Over the last decade, a number of companies have sprung up offering personal genome-wide scans sold over the counter. These are not full sequences of the entire genome, just partial maps concentrating on well-visited areas of the genome. They are of limited value and the medical advice offered almost invariably comes down to "eat well, exercise and don't smoke" – hardly a medical revolution.
Still, there are a number of areas of the genome that could cause extreme anxiety when the day comes for us all to be able to read our personalised book of life. The ApoE4 gene, for instance, is linked with a significantly increased risk of Alzheimer's disease, a risk that few people would want to know about because, at present, there is nothing you can do about it. (Interestingly, when James Watson, the co-discoverer of the DNA double helix, had his own genome sequenced this was the only gene he wanted to know nothing about.)

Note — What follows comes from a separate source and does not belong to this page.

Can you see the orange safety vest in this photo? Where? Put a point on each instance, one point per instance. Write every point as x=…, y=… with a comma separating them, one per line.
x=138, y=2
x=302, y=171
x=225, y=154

Yet there is one prediction that will continue to come true. Decoding genomes will certainly become cheaper, easier and quicker. Each of us will very likely know several versions of our own genome, taken from different parts of our bodies at different stages of our lives. As Craig Venter predicts, we will move beyond the current goal of one genome per person. "This will enable us to select healthy cells for reproduction and tissue transplants, or to better understand ageing and tumour development," he says. "The genome revolution is only just beginning."
Ten years on from the first draft map of the human genome, scientists have even bolder plans for the next 10 years. The first maps to this brave new world are now being drawn.
Human genome project: The milestones
2000: Francis Collins and Craig Venter produce first draft of human genome comprised of three billion "letters" of the four-letter genetic alphabet that represent the Book of Life, right.
2002: The BRAF gene is found to be mutated in 60 to 70 per cent of malignant melanomas (a lethal form of skin cancer) and 10 to 15 per cent of colorectal cancers. Research is now yielding drugs to block BRAF and thus treat melanoma.
2003: Gold-standard human genome sequence is completed. Scientists start to identify genes linked with common diseases. About 40 genes have been associated with diabetes and 40 with obesity. However, together they account for less than 10 per cent of the variation in incidence of these conditions.
2008: 1,000 Genomes project launched to decode the genomes of 1,000 people around the world. One human genome is more than 99 per cent identical to another. But it is the one per cent difference that can explain why one person gets cancer while another does not.
2009: Researchers at the Sanger Institute publish the first complete cancer genomes for malignant melanoma and lung cancer. Scientists are working to sequence 25,000 cancer genomes from 50 different kinds of cancer to identify all the driving cancer genes and provide insight into the processes that cause cancer.
2010: About 800 genetic variations linked to common conditions including heart disease, diabetes, Crohn's disease and cancer are identifed. More than 2,000 single gene tests available for conditions including breast and colon cancer.
2010: onward Wellcome Trust Sanger Institute will sequence 10,000 genomes in the next three years. Cost has fallen from $3bn to decode the first genome to about $10,000 each, and is likely to reach the "$1,000 genome" in the next few years.